Rarely within the corpus was the number of testers employed clearly identified such that a calculation of the tester–student ratio could be made. With the exception of the extant data gathered, Case et al. (2010) maintained a very low tester–student ratio of approximately 1:8 by consistently using four testers. Another article described having the four teachers administer all assessments to about 15 students in each of their classes (Ritter & Saxon, 2011). Finally, one study employed different testers for different instruments and testing points, resulting in a variable tester–student ratio (O’Connor et al., 2005). For the pretests and one interim measure in this study, there were four testers or about 1 tester per 102 students. Information was not provided about the testers of the other interim measure. At posttest, there were three different testers, yielding a tester–student ratio of approximately 1:136.

In two studies providing some information about the examiners, the number administering tests could not be determined definitively. For example, different sections of one article seemed to indicate there were six, eight, or nine teachers who might have been involved in testing their students (Guthrie et al., 2009). Another article noted, “Testing was carried out by the three authors and three research assistants” (p. 90), but did not specify whether or not each person administered all tests (Ukrainetz et al., 2009). Therefore, the tester–student ratio for individually administered assessments is unknown, but the authors did indicate the group administered measures were delivered to three to nine students at time. When the group size exceeded three children, two testers were present in the room. Based on these figures, each tester would have monitored no more than five students at a time. Similarly, a final study providing partial information on the testers did not identify the total number of examiners for the individually administered measures, but the authors described conducting the group administered tests with five to seven of the 56 student participants at a time (Joshi et al., 2002).

Initial Training of Testers

Most studies (n = 38) did not report whether the testers were trained, completed practice administrations, or met a reliability standard. However, eight studies provided at least some information about the coded details. Half of these stated the testers were trained (Denton et al., 2008), “trained by the lead researcher” (Spencer & Manis, 2010, p. 78), trained “by graduate research assistants” (Gerber et al., 2004, p. 243), or trained “as part of their graduate training” (Therrien et al., 2006, p. 93). However, no other information about the training was provided. Somewhat more description was given in the other four studies, which all reported holding practice administrations. The practice might have been supervised (Vadasy et al., 2005), conducted with a partner following a script (Wanzek & Roberts, 2012), enacted in totality with nonparticipating students (Vernon-Feagans et al., 2010), or conducted on researchers role playing student behaviors that trigger basal and ceiling rules (O’Connor et al., 2005). Only Wanzek and Roberts (2012) reported the reliability standard (90%) the testers had to meet in their practice session.
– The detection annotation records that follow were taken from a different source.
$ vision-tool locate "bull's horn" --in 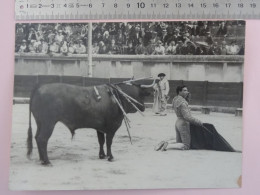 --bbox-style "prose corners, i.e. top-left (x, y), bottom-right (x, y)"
top-left (141, 79), bottom-right (155, 88)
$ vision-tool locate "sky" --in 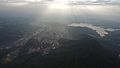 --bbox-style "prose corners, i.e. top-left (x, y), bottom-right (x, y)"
top-left (0, 0), bottom-right (120, 2)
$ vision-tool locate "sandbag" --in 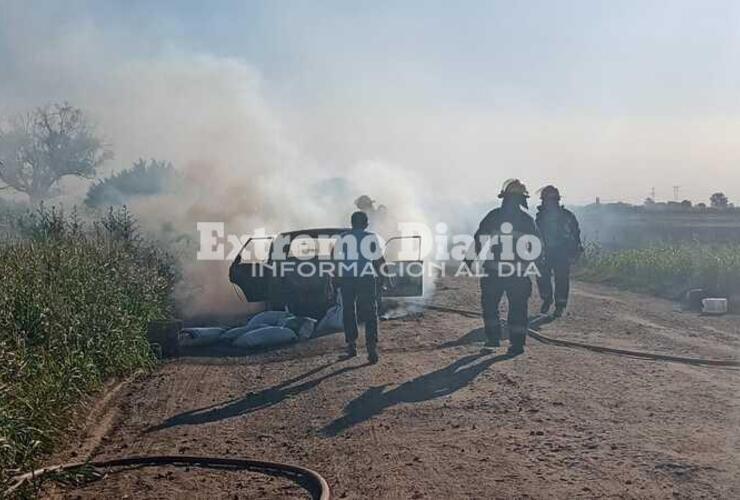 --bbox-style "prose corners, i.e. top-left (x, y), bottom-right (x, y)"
top-left (247, 311), bottom-right (295, 330)
top-left (286, 317), bottom-right (316, 340)
top-left (178, 327), bottom-right (224, 347)
top-left (220, 326), bottom-right (254, 342)
top-left (233, 326), bottom-right (298, 349)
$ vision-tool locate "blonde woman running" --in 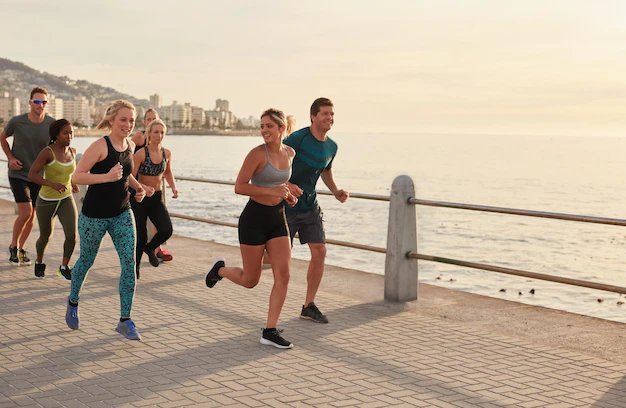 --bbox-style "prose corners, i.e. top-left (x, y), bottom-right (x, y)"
top-left (205, 109), bottom-right (298, 349)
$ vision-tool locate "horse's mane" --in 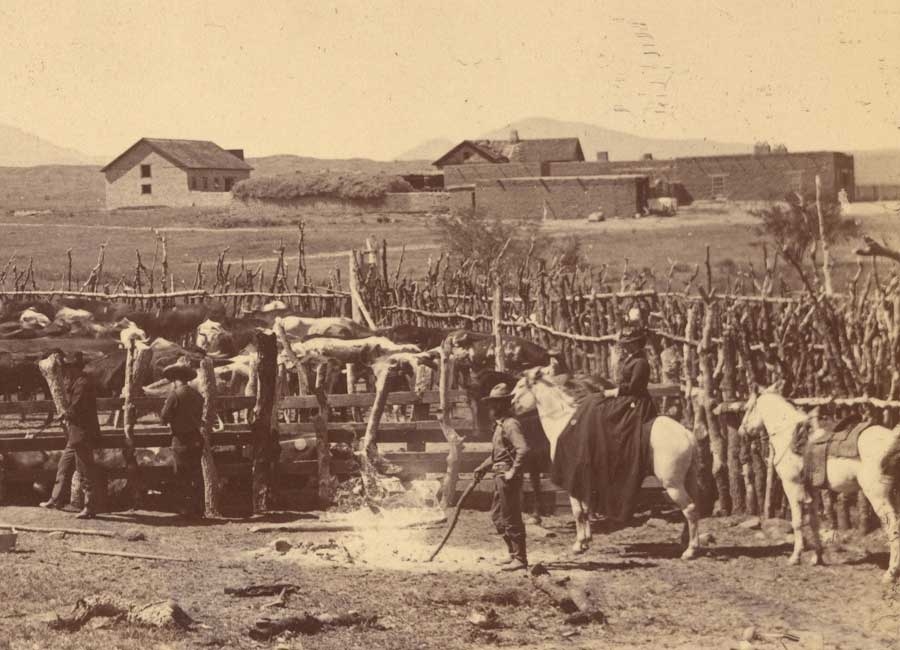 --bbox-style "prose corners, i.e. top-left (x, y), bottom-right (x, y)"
top-left (554, 373), bottom-right (615, 405)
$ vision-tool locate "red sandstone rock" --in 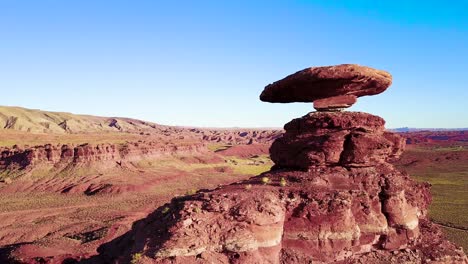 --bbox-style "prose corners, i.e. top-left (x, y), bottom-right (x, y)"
top-left (88, 109), bottom-right (466, 263)
top-left (260, 64), bottom-right (392, 103)
top-left (46, 65), bottom-right (468, 264)
top-left (270, 112), bottom-right (404, 170)
top-left (314, 95), bottom-right (357, 111)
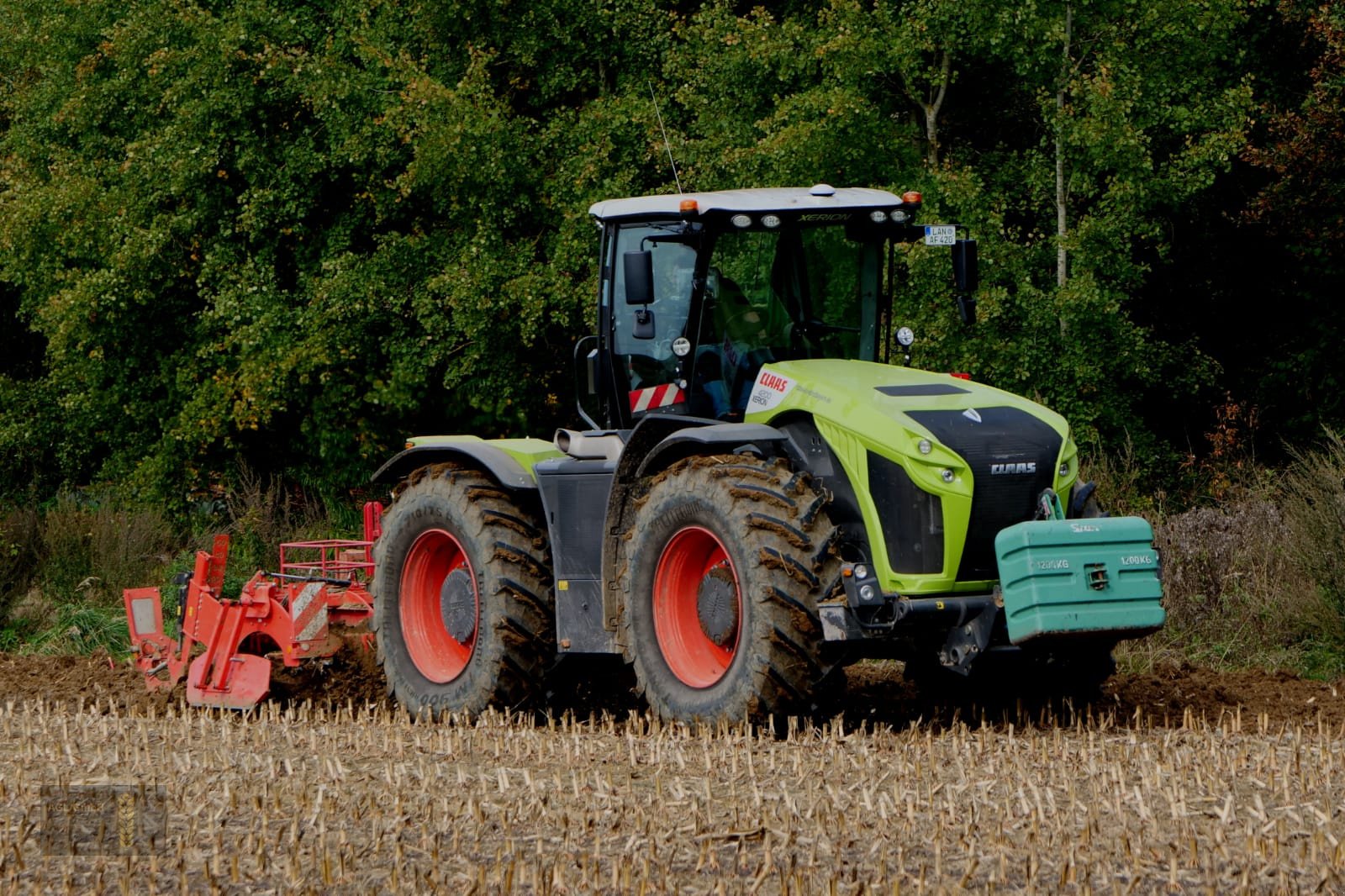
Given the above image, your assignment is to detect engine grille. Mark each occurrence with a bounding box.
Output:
[910,408,1061,581]
[869,452,943,573]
Two studies provided an indication of the amount of time spent training examiners. Although the exact number of hours was not stated, the testers participated in two sessions (O’Connor et al., 2005) or 2 days of training (Vernon-Feagans et al., 2010). In the latter, the authors also described the examiners as having previous experience administering assessments. This was noted for the researchers in the O’Connor et al. (2005) study who conducted the midyear testing, but the posttesting was done by college students who were trained by the researchers. Other than offering practice scenarios, little other information was provided about the content of the training. Testers in one study were provided stopwatches and sample passages to practice scoring (O’Connor et al., 2005), and in another the trainers reportedly followed “the instructions in the user’s manual” and included a combination of explanation and modeling (Vadasy et al., 2005, p. 372).
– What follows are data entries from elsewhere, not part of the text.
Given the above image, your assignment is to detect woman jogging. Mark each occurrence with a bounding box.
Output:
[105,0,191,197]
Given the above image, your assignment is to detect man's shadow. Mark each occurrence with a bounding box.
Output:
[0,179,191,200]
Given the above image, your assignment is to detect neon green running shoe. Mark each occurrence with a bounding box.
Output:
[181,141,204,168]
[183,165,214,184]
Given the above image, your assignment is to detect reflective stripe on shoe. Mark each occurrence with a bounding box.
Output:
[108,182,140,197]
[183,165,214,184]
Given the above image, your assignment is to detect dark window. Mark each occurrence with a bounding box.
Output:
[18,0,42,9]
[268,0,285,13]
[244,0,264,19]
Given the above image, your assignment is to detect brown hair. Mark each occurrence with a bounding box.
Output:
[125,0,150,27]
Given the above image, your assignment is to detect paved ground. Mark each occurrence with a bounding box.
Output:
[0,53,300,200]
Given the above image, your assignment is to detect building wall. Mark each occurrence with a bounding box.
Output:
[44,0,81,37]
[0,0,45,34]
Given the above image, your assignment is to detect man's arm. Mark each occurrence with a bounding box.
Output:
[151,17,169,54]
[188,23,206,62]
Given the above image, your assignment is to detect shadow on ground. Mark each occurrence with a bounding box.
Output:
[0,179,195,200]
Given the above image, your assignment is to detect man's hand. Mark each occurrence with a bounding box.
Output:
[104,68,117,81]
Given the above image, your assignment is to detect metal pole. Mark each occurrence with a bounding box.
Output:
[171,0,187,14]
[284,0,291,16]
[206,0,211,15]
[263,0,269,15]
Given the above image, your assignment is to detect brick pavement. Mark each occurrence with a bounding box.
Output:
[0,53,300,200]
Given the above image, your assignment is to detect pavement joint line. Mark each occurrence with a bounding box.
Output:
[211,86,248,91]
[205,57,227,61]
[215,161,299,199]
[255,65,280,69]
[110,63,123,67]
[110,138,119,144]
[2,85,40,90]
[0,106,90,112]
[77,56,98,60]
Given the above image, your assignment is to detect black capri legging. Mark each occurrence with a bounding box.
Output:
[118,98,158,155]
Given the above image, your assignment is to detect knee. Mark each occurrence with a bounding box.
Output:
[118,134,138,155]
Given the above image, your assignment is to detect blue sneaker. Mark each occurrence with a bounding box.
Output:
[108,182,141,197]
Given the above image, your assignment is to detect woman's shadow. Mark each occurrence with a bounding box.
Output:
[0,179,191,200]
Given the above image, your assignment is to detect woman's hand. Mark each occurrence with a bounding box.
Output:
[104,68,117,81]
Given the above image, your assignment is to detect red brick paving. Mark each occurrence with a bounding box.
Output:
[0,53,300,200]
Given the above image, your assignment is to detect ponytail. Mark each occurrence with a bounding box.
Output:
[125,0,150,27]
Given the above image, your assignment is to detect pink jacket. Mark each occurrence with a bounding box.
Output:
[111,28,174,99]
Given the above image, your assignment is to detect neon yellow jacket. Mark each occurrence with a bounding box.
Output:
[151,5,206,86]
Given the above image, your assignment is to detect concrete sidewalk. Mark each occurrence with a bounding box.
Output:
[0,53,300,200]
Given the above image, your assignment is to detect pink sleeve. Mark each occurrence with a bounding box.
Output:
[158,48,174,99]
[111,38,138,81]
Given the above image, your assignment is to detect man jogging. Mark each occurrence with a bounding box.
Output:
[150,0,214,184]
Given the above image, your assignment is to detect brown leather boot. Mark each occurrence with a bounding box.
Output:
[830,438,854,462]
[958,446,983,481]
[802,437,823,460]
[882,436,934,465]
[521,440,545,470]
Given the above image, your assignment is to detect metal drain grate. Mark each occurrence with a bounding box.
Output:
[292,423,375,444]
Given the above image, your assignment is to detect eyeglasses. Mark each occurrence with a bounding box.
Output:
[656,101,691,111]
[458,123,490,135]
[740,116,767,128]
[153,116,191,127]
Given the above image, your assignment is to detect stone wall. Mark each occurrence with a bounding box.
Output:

Follow-Up Training of Testers

In none of the 46 studies identified for inclusion in this narrative synthesis was there an indication that testers received follow-up training during a given testing period. This would have included efforts to recheck reliability and calibrate testers as needed.

Monitoring of Testers

After follow-up training, this feature of assessment fidelity was least often reported. One study monitored testers’ first two administrations but not the remaining testing, which involved more than 400 students (O’Connor et al., 2005). Three studies with smaller sample sizes (n = 41–57) reported monitoring all administrations. This was done through the supervision of graduate research assistants (Gerber et al., 2004) or research staff (Vadasy et al., 2005), or the observations of other testers (Ukrainetz et al., 2009). In one study, teachers who were testing their students were assisted by researchers, but monitoring for fidelity was not reported (Guthrie et al., 2009). Although O’Connor et al. (2005) noted that no feedback was needed on the two administrations that were observed, no authors offered information on whether or not any anomalies occurred during an entire assessment window.
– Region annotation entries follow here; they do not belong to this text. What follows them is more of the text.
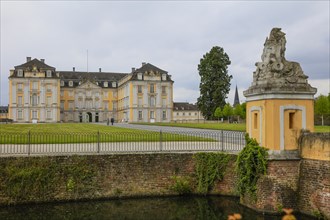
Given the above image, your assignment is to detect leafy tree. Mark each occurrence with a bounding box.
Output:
[214,107,222,121]
[234,104,243,122]
[315,95,330,126]
[197,46,232,119]
[222,103,233,123]
[241,102,246,119]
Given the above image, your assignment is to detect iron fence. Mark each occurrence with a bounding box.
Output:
[0,131,245,156]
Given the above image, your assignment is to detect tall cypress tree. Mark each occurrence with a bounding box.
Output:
[197,46,232,119]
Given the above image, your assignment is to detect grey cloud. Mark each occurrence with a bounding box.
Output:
[0,1,329,105]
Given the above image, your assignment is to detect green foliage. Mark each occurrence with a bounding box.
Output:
[197,46,232,120]
[194,153,230,194]
[222,103,233,121]
[241,102,246,119]
[214,107,222,120]
[315,95,330,126]
[234,104,245,122]
[313,210,326,220]
[135,121,246,131]
[170,176,191,195]
[0,157,96,204]
[236,134,268,196]
[66,177,75,192]
[0,123,213,144]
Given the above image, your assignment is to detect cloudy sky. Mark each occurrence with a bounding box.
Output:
[0,0,330,105]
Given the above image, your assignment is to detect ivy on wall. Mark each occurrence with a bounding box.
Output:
[0,156,96,204]
[236,134,268,197]
[193,153,230,194]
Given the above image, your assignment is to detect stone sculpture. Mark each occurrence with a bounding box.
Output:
[246,28,314,93]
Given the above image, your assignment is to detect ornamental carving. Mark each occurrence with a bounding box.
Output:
[243,28,317,97]
[253,28,308,84]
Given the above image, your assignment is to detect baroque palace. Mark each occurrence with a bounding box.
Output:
[8,57,174,122]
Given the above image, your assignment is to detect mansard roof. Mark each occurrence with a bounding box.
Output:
[173,102,198,111]
[131,63,172,81]
[57,71,128,88]
[15,58,55,70]
[57,71,128,81]
[135,63,167,73]
[0,106,8,113]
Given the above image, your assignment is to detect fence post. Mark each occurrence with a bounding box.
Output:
[221,130,224,151]
[159,130,163,151]
[97,130,100,153]
[28,130,31,156]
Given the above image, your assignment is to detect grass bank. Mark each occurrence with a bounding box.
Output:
[0,123,213,144]
[133,122,246,131]
[133,122,330,133]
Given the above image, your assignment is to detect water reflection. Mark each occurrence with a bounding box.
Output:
[0,197,310,220]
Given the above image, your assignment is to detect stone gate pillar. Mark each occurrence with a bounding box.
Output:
[244,28,316,153]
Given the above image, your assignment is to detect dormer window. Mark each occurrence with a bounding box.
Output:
[17,70,23,77]
[162,74,166,81]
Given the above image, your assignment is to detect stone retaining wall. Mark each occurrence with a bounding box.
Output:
[0,153,330,218]
[0,153,237,205]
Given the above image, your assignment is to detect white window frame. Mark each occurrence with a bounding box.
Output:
[149,84,155,93]
[17,69,23,77]
[17,96,23,106]
[32,81,38,89]
[32,110,38,119]
[46,110,52,119]
[138,85,143,93]
[69,101,74,110]
[138,73,142,80]
[138,97,143,107]
[46,70,52,77]
[17,110,23,120]
[46,96,52,106]
[17,83,23,91]
[162,74,166,81]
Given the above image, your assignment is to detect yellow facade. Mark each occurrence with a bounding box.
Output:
[8,57,173,122]
[246,99,314,150]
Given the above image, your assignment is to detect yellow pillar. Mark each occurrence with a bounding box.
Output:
[244,28,316,151]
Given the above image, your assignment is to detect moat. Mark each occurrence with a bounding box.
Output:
[0,196,313,220]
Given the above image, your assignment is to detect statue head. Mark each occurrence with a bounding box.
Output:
[269,27,285,42]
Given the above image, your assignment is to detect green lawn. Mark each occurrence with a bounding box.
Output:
[314,125,330,133]
[136,122,246,131]
[0,123,213,144]
[134,122,330,133]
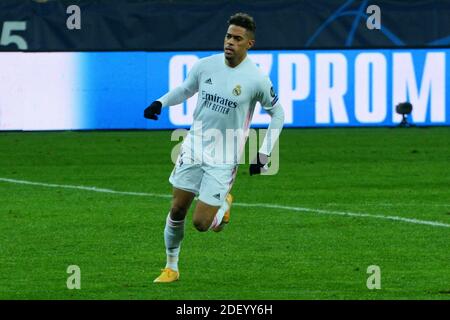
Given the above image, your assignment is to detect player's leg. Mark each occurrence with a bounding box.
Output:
[164,187,195,271]
[154,150,202,282]
[193,167,237,232]
[154,187,195,282]
[192,200,220,232]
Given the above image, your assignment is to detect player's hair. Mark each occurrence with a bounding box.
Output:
[228,12,256,39]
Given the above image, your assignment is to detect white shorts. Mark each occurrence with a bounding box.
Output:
[169,149,238,207]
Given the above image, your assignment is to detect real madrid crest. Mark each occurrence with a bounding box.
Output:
[233,84,241,96]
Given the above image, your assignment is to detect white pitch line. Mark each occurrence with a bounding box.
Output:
[0,178,450,228]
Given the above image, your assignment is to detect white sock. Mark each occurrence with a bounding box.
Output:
[164,212,184,271]
[209,200,230,229]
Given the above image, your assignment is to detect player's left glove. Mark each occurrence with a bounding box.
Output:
[144,101,162,120]
[250,152,269,176]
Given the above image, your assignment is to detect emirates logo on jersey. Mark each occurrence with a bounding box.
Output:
[233,84,242,96]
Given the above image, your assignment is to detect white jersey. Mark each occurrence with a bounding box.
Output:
[158,53,281,165]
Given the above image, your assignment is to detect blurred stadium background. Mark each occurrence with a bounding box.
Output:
[0,0,450,299]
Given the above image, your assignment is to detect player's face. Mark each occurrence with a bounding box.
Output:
[223,25,255,64]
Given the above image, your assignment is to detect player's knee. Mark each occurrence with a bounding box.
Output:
[170,205,187,220]
[192,217,209,232]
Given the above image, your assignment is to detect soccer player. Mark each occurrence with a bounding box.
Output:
[144,13,284,282]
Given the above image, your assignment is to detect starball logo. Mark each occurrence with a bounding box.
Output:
[202,90,237,114]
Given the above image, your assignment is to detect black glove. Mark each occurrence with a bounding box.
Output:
[250,152,269,176]
[144,101,162,120]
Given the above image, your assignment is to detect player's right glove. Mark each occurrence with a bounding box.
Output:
[250,152,269,176]
[144,101,162,120]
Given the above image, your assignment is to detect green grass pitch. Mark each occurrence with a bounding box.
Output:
[0,127,450,300]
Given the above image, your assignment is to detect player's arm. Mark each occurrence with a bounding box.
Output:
[250,78,284,175]
[144,62,199,120]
Description of Testing Procedures

No studies in the corpus provided information on all coded details about the testing procedures: whether testers were blind to participants’ conditions, the form used, or how many minutes or sessions were needed to administer all tests. However, 25 studies reported some of the details. Of these, nine studies described the procedures for all tests administered (Cartledge et al., 2011; Gerber et al., 2004; Guthrie et al., 2009; Helf et al., 2009; Joshi et al., 2002; Leafstedt et al., 2004; Lovett et al., 2008; Spencer & Manis, 2010; Vernon-Feagans et al., 2010). The remaining 13 studies described the procedures for some but not all of the administrations resulting in data used to identify participants, establish baseline performance, monitor students’ progress, or determine treatment effectiveness. Information reported is described in the sections below.

Blind to condition

Rarely did authors directly state whether or not the assessors were aware of the students’ assignment to treatment or comparison conditions. In two studies, it was noted that research assistants did not test students to whom they were delivering the intervention (Case et al., 2010) or were otherwise blind to students’ conditions (Vernon-Feagans et al., 2010). Another author identified all testers as being blind to condition at pretest, but not at mid- or posttest (Ukrainetz et al., 2009). However, researchers described precautions taken to detect bias such as having observers in situ and reviewing audiotaped administrations. Manset-Williamson and Nelson (2005) referred to blinding the condition when scoring students’ retell responses, but the tutors and principal investigators administered measures. Those individuals would have been aware of the instruction delivered to each student. Similarly, students in four studies were assessed by their classroom teachers (Guthrie et al., 2009; Ritter & Saxon, 2011), the study authors and research assistants (Kim et al., 2006), or study authors (O’Connor et al., 2005).

Testing forms

A variety of information was provided about the testing documents used in 12 studies. Most often, authors reported counterbalancing alternate forms, passages, or the English and Spanish versions of tests (Allinder et al., 2004; Allor & McCathren, 2004; Calhoon, 2005; Faggella-Luby & Wardwell, 2011; Gerber et al., 2004; Mathes & Babyak, 2001; Wanzek & Roberts, 2012). In three studies, different forms were used at different testing points (Allor & MacCathern, 2004; Cartledge et al., 2011; Hook et al., 2001), and one study reported using a set order in which one measure was always administered first and the other second in pre- and posttesting (Guthrie et al., 2009). When progress monitoring, Helf et al. (2009) described administering parallel forms of the subtests. The particular form used (e.g., Blue, A/B, G, short) was identified in five studies (Faggella-Luby & Wardwell, 2011; Lovett et al., 2008; Manset-Williamson & Nelson, 2005; Morris et al., 2012; Vaughn et al., 2006).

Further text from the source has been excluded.